Deep neural networks (DNNs) have provided brilliant performance across various tasks. However, this success often comes at the cost of unnecessarily large model sizes, high computational demands, and substantial memory footprints. Typically, powerful architectures are trained at full depths but not all datasets or tasks require such high model capacity. Training very deep architectures on relatively low-complexity datasets frequently leads to wasted computation, unnecessary energy consumption, and excessive memory usage, which in turn makes deployment of models on resource-constrained devices impractical. To address this problem, we introduce Optimally Deep Networks (ODNs), which provide a balance between model depth and task complexity. Specifically, we propose a NAS like training strategy called progressive depth expansion, which begins by training deep networks at shallower depths and incrementally increases their depth as the earlier blocks converge, continuing this process until the target accuracy is reached. ODNs use only the optimal depth for the given datasets, removing redundant layers. This cuts down future training and inference costs, lowers the memory footprint, enhances computational efficiency, and facilitates deployment on edge devices. Empirical results show that the optimal depths of ResNet-18 and ResNet-34 for MNIST and SVHN, achieve up to 98.64 % and 96.44 % reduction in memory footprint, while maintaining a competitive accuracy of 99.31 % and 96.08 %, respectively.

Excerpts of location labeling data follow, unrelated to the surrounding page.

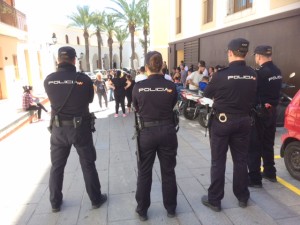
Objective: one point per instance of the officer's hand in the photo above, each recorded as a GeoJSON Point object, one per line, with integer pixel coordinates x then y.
{"type": "Point", "coordinates": [268, 106]}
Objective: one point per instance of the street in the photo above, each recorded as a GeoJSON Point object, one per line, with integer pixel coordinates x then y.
{"type": "Point", "coordinates": [24, 170]}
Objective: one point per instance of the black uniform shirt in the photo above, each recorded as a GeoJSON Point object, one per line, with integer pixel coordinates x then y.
{"type": "Point", "coordinates": [58, 85]}
{"type": "Point", "coordinates": [269, 80]}
{"type": "Point", "coordinates": [233, 88]}
{"type": "Point", "coordinates": [155, 98]}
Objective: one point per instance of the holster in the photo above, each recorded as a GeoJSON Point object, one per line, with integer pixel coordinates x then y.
{"type": "Point", "coordinates": [92, 121]}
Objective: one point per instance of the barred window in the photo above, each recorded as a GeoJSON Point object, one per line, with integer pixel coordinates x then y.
{"type": "Point", "coordinates": [178, 16]}
{"type": "Point", "coordinates": [240, 5]}
{"type": "Point", "coordinates": [208, 11]}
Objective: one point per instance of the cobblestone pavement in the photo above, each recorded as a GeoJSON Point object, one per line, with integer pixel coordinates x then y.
{"type": "Point", "coordinates": [24, 171]}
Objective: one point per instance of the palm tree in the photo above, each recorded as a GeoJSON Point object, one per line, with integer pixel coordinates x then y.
{"type": "Point", "coordinates": [130, 14]}
{"type": "Point", "coordinates": [109, 26]}
{"type": "Point", "coordinates": [144, 13]}
{"type": "Point", "coordinates": [121, 35]}
{"type": "Point", "coordinates": [97, 21]}
{"type": "Point", "coordinates": [82, 19]}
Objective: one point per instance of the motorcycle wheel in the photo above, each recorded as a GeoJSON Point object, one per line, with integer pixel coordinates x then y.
{"type": "Point", "coordinates": [202, 119]}
{"type": "Point", "coordinates": [190, 115]}
{"type": "Point", "coordinates": [292, 159]}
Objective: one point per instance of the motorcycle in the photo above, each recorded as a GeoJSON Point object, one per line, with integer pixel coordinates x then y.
{"type": "Point", "coordinates": [284, 101]}
{"type": "Point", "coordinates": [204, 106]}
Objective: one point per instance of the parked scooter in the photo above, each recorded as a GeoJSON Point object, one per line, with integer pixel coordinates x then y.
{"type": "Point", "coordinates": [283, 102]}
{"type": "Point", "coordinates": [187, 104]}
{"type": "Point", "coordinates": [290, 148]}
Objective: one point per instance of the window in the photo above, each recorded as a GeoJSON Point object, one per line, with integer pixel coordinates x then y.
{"type": "Point", "coordinates": [240, 5]}
{"type": "Point", "coordinates": [208, 11]}
{"type": "Point", "coordinates": [67, 39]}
{"type": "Point", "coordinates": [178, 16]}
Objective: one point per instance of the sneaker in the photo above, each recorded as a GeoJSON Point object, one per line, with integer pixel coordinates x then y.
{"type": "Point", "coordinates": [171, 214]}
{"type": "Point", "coordinates": [254, 184]}
{"type": "Point", "coordinates": [243, 204]}
{"type": "Point", "coordinates": [103, 199]}
{"type": "Point", "coordinates": [205, 202]}
{"type": "Point", "coordinates": [269, 178]}
{"type": "Point", "coordinates": [56, 209]}
{"type": "Point", "coordinates": [142, 216]}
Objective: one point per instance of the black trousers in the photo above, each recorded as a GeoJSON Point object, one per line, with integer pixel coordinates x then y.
{"type": "Point", "coordinates": [234, 133]}
{"type": "Point", "coordinates": [62, 139]}
{"type": "Point", "coordinates": [100, 95]}
{"type": "Point", "coordinates": [160, 140]}
{"type": "Point", "coordinates": [262, 146]}
{"type": "Point", "coordinates": [120, 99]}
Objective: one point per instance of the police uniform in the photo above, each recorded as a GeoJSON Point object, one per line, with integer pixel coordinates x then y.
{"type": "Point", "coordinates": [154, 100]}
{"type": "Point", "coordinates": [233, 90]}
{"type": "Point", "coordinates": [72, 126]}
{"type": "Point", "coordinates": [269, 81]}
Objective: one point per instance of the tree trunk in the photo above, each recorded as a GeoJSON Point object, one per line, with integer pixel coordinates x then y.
{"type": "Point", "coordinates": [99, 49]}
{"type": "Point", "coordinates": [87, 50]}
{"type": "Point", "coordinates": [121, 57]}
{"type": "Point", "coordinates": [132, 30]}
{"type": "Point", "coordinates": [145, 45]}
{"type": "Point", "coordinates": [110, 42]}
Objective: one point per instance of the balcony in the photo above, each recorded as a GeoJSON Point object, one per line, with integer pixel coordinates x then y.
{"type": "Point", "coordinates": [10, 16]}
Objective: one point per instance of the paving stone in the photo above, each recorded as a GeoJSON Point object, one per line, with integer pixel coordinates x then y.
{"type": "Point", "coordinates": [249, 216]}
{"type": "Point", "coordinates": [289, 221]}
{"type": "Point", "coordinates": [271, 206]}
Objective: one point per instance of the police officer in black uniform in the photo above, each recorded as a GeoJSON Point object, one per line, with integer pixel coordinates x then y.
{"type": "Point", "coordinates": [70, 94]}
{"type": "Point", "coordinates": [154, 100]}
{"type": "Point", "coordinates": [233, 90]}
{"type": "Point", "coordinates": [269, 81]}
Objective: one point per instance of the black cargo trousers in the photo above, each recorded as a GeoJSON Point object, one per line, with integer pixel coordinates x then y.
{"type": "Point", "coordinates": [234, 133]}
{"type": "Point", "coordinates": [160, 140]}
{"type": "Point", "coordinates": [62, 139]}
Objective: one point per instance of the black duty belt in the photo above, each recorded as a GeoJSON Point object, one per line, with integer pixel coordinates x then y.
{"type": "Point", "coordinates": [222, 117]}
{"type": "Point", "coordinates": [157, 123]}
{"type": "Point", "coordinates": [66, 123]}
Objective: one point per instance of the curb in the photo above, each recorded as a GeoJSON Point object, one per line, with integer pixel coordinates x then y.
{"type": "Point", "coordinates": [22, 120]}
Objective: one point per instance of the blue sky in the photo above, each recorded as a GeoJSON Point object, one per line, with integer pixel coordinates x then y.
{"type": "Point", "coordinates": [56, 11]}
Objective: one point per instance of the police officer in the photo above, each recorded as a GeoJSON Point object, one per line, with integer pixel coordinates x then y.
{"type": "Point", "coordinates": [269, 80]}
{"type": "Point", "coordinates": [233, 90]}
{"type": "Point", "coordinates": [70, 94]}
{"type": "Point", "coordinates": [154, 100]}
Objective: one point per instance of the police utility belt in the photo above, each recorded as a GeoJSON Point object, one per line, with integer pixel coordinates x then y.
{"type": "Point", "coordinates": [142, 124]}
{"type": "Point", "coordinates": [223, 117]}
{"type": "Point", "coordinates": [75, 122]}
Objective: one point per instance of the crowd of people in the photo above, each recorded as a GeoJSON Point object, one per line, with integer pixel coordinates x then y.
{"type": "Point", "coordinates": [236, 91]}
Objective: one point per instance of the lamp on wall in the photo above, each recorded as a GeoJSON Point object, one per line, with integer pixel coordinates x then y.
{"type": "Point", "coordinates": [54, 40]}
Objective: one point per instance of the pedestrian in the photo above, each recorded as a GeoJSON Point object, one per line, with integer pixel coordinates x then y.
{"type": "Point", "coordinates": [233, 90]}
{"type": "Point", "coordinates": [110, 87]}
{"type": "Point", "coordinates": [70, 94]}
{"type": "Point", "coordinates": [100, 90]}
{"type": "Point", "coordinates": [142, 75]}
{"type": "Point", "coordinates": [119, 84]}
{"type": "Point", "coordinates": [269, 80]}
{"type": "Point", "coordinates": [128, 91]}
{"type": "Point", "coordinates": [30, 102]}
{"type": "Point", "coordinates": [154, 100]}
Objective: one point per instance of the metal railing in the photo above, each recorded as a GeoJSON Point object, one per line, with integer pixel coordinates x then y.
{"type": "Point", "coordinates": [11, 16]}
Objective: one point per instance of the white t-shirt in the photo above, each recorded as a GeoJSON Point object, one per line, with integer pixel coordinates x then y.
{"type": "Point", "coordinates": [196, 77]}
{"type": "Point", "coordinates": [140, 77]}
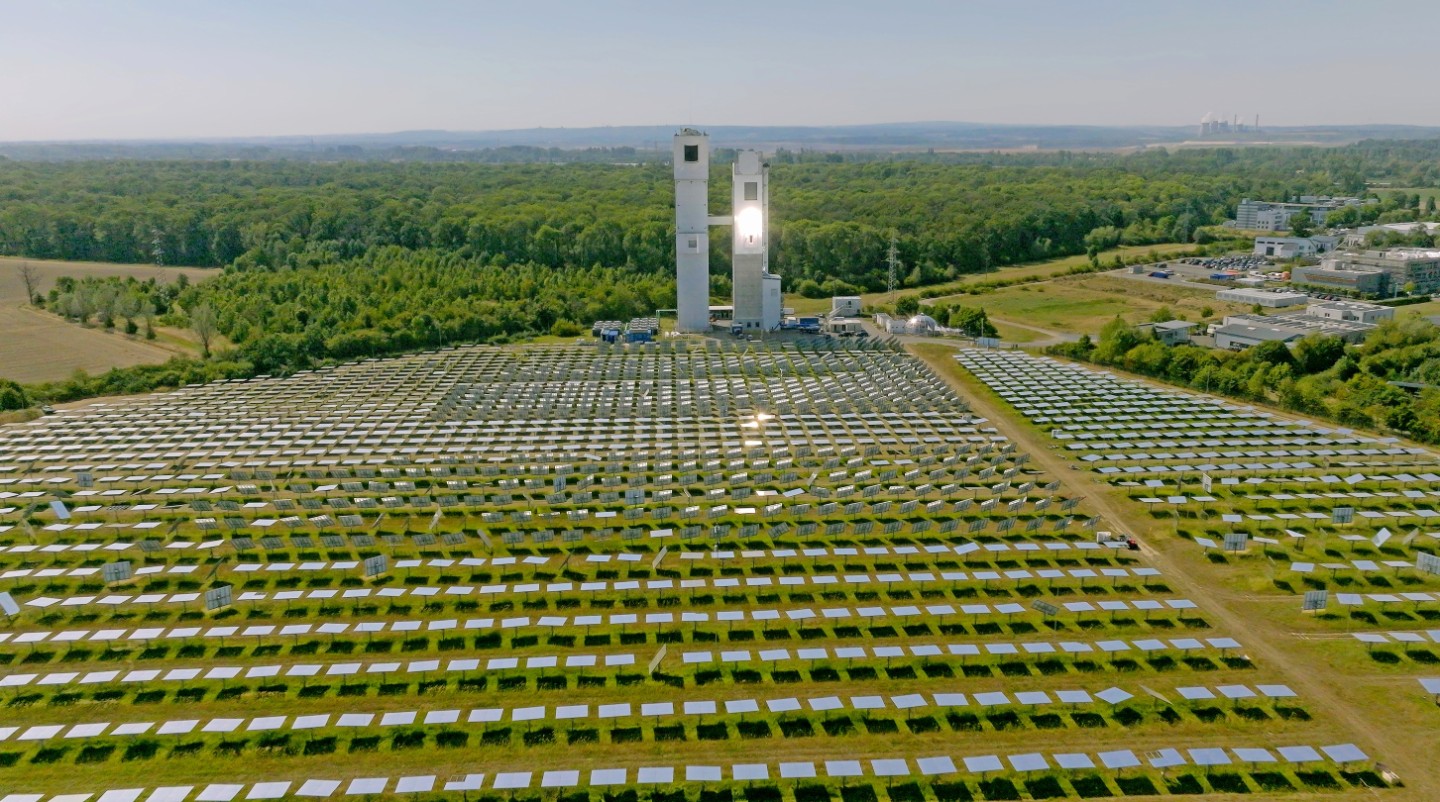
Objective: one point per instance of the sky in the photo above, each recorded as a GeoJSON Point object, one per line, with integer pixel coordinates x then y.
{"type": "Point", "coordinates": [242, 68]}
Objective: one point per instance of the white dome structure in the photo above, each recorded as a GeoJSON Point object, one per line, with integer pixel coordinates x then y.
{"type": "Point", "coordinates": [922, 324]}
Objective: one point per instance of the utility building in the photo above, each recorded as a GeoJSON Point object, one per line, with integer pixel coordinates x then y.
{"type": "Point", "coordinates": [756, 290]}
{"type": "Point", "coordinates": [691, 159]}
{"type": "Point", "coordinates": [758, 301]}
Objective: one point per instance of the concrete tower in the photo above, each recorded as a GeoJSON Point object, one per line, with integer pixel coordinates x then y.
{"type": "Point", "coordinates": [691, 159]}
{"type": "Point", "coordinates": [756, 290]}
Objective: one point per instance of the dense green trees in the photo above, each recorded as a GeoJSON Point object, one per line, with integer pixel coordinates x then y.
{"type": "Point", "coordinates": [952, 213]}
{"type": "Point", "coordinates": [1322, 376]}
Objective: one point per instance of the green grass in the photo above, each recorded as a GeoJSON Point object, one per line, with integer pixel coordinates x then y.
{"type": "Point", "coordinates": [1015, 334]}
{"type": "Point", "coordinates": [1031, 271]}
{"type": "Point", "coordinates": [1085, 304]}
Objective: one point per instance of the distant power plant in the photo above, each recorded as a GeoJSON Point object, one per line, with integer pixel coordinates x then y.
{"type": "Point", "coordinates": [1211, 125]}
{"type": "Point", "coordinates": [756, 290]}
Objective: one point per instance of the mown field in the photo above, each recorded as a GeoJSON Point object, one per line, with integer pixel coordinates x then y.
{"type": "Point", "coordinates": [1034, 271]}
{"type": "Point", "coordinates": [36, 346]}
{"type": "Point", "coordinates": [1086, 303]}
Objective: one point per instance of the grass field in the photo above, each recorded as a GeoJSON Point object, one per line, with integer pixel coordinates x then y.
{"type": "Point", "coordinates": [1429, 308]}
{"type": "Point", "coordinates": [1373, 690]}
{"type": "Point", "coordinates": [1085, 304]}
{"type": "Point", "coordinates": [907, 497]}
{"type": "Point", "coordinates": [36, 346]}
{"type": "Point", "coordinates": [1033, 271]}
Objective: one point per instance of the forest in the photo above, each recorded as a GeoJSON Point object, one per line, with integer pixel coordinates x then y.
{"type": "Point", "coordinates": [833, 216]}
{"type": "Point", "coordinates": [1321, 376]}
{"type": "Point", "coordinates": [331, 261]}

翻译：深度神经网络（DNNs）在各种任务中展现出卓越性能。然而，这种成功往往伴随着不必要的庞大模型规模、高计算需求及显著的内存占用。通常，强大的架构会以完整深度进行训练，但并非所有数据集或任务都需要如此高的模型容量。在复杂度相对较低的数据集上训练极深的架构，常常导致计算资源浪费、不必要的能耗以及过度的内存使用，进而使得在资源受限设备上部署模型变得不切实际。为解决这一问题，我们提出了最优深度网络（ODNs），它在模型深度与任务复杂度之间实现了平衡。具体而言，我们提出了一种类似神经架构搜索（NAS）的训练策略，称为渐进深度扩展。该策略从训练较浅深度的网络开始，随着早期模块收敛逐步增加其深度，并持续此过程直至达到目标精度。ODNs仅使用针对给定数据集的最优深度，移除了冗余层。这降低了后续训练和推理成本，减少了内存占用，提升了计算效率，并促进了在边缘设备上的部署。实验结果表明，ResNet-18和ResNet-34在MNIST和SVHN数据集上的最优深度，分别实现了高达98.64%和96.44%的内存占用减少，同时保持了99.31%和96.08%的竞争性准确率。